Deluged

Thursday the 13th was a particularly bad day for us. A slight thunderstorm flooded many parts of the city and left thousands of students stranded into the night. Meanwhile, the stock market dropped drastically by the most number of points ever in a single day.

There was untold misery in the streets and unfamiliar panic in the markets. Public confidence in things getting done is visibly shaken. There is growing suspicion that, despite all the self-congratulatory speeches our leaders deliver to entertain us, there is something broken in the domestic economy.

True, the dramatic fall of the Phisix was, to a major extent, driven by global factors. Anticipation over the US Fed easing its quantitative expansion program drove the dollar up against almost all other currencies. That, in turn, encouraged global investment funds to sell down non-dollar denominated equities and seek safe harbor in dollar denominated investments.

Financial speculation is almost always self-fulfilling.

When global funds withdrew from the Philippine market, the peso fell and the dollar appreciated. The falling peso encouraged more withdrawals. Suddenly, the Philippine stock exchange, only recently celebrated as among the world’s best performing, was vulnerable. Our domestic capital market is small, driven by rumor instead of fundamentals and dependent on hot money to expand.

There is more than just the global convergences driving our market down. Thursday’s dramatic drop was preceded by a string of really bad domestic economic news.

Both our exports and our imports were seen declining. If only our imports showed decline (as far as official records are concerned), then that can be simply dismissed as being due to the epidemic of smuggling whose magnitude appalls all the foreign chambers of commerce. The decline in our exports, however, has to be real. It indicates a worsening structural inability to compete brought on by many factors, from the unaddressed infra gap to energy inefficiency to the deteriorating skills base of our labor force.

Freshly released employment figures confirmed the discouraging trade data. For the first time in many years, domestic unemployment rose. No wonder our poverty and hunger pictures worsened: there are no jobs created. This notwithstanding the fact that tens of thousands of our able-bodied men are employed as security guards to compensate for government’s chronic inability to ensure public order.

The Palace, as usual, tries to pass on the blame to some force majeure. They say rising unemployment is due to declines in our agricultural sector brought about by global warming. This, of course, does not explain why the rest of the economy could not make up for agricultural decline or why it seems only our agriculture alone seems to be suffering so much from global warming.

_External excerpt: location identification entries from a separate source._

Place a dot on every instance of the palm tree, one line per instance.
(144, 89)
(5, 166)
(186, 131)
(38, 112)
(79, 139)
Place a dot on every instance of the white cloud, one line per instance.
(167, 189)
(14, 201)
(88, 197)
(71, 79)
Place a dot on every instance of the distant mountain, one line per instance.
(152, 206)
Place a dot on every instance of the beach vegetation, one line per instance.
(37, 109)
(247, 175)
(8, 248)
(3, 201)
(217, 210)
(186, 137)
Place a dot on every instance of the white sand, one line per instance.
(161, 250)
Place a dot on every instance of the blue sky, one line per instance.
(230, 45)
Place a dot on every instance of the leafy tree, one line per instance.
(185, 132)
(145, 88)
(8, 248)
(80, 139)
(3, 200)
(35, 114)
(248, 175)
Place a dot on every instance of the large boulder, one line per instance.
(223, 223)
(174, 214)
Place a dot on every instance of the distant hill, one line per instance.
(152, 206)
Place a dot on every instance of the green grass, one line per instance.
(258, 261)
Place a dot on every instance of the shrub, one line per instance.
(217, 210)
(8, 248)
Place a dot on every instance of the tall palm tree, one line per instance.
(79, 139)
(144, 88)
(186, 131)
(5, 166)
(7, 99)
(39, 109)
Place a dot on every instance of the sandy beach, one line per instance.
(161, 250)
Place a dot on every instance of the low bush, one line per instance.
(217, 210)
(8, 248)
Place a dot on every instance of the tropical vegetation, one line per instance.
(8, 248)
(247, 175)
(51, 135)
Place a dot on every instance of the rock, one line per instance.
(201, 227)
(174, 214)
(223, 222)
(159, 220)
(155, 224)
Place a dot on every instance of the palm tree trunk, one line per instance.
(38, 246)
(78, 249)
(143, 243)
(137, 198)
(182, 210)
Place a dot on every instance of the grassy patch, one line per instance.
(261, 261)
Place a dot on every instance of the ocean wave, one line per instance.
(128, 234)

Now comes the most devastating item: our economy is suffering from a net investment outflow.

A net outflow of direct investments is a rare malaise. One business analyst says net investment outflow is usually associated with severe events such as the outbreak of civil war. There is something in our economy that is flushing out investments. Whatever that is, we must address it with urgency — or else disinvestment will push up unemployment even more dramatically.

Each time the President leaves for some meeting abroad, the cost of doing so is routinely justified by the claim that he will scrounge for investments. Each time he returns, he claims new investments found. Yet the record shows net investment outflow.

Perhaps investments are driven out by the sheer deterioration of our infrastructure. Last Thursday’s floods certainly suggests less has actually been done than what we were told.

A couple of weeks ago, the MMDA proudly announced it deployed teams to clear the city’s waterways. A few days after that announcement, I did notice an MMDA crew poking about the drainage pipes in my neighborhood. The day after, a brief downpour submerged several cars.

Thursday night, while floods choked traffic flow, the MMDA chairman was all over media theorizing about “back flows” from clogged esteros. As he entertained us with his hydraulic theories, tens of thousands of soaked students were trudging flooded streets without a ride home.

Whatever happened to the MMDA’s proud announcement about measures undertaken to avoid flooding? We have not had a real storm yet, and the metropolitan area ground to a halt because of flooding. This did not happen before. We shudder at the thought of what might happen when the first, full-sized tropical depression visits.

True to this administration’s predisposition to blame others for one’s own omissions, Francis Tolentino suggests the floods happened because the local governments did not do their part to relocate squatters living along the waterways. What then did the MMDA do to goad the local governments to do what needs to be done?

It could be, of course, that goading local governments is not Tolentino’s job, but local government secretary Mar Roxas’. I recall Roxas announcing last week that informal settlers will be promptly removed from the waterways.

Since making that announcement, it seems Roxas has been preoccupied obsessing about gas leaks in the Fort Bonifacio area. He has, since the Serendra blast, emerged to become the administration’s chief gas leak expert.

Roxas might serve the public better if he used his time and the powers of his office to pound on local governments, getting them to clear the waterways. Leave the puzzle about explosive gas leaks to the real experts.

The decline in our capital markets and the rising floodwaters suggest much more is being said than being done to protect our people from avoidable misery.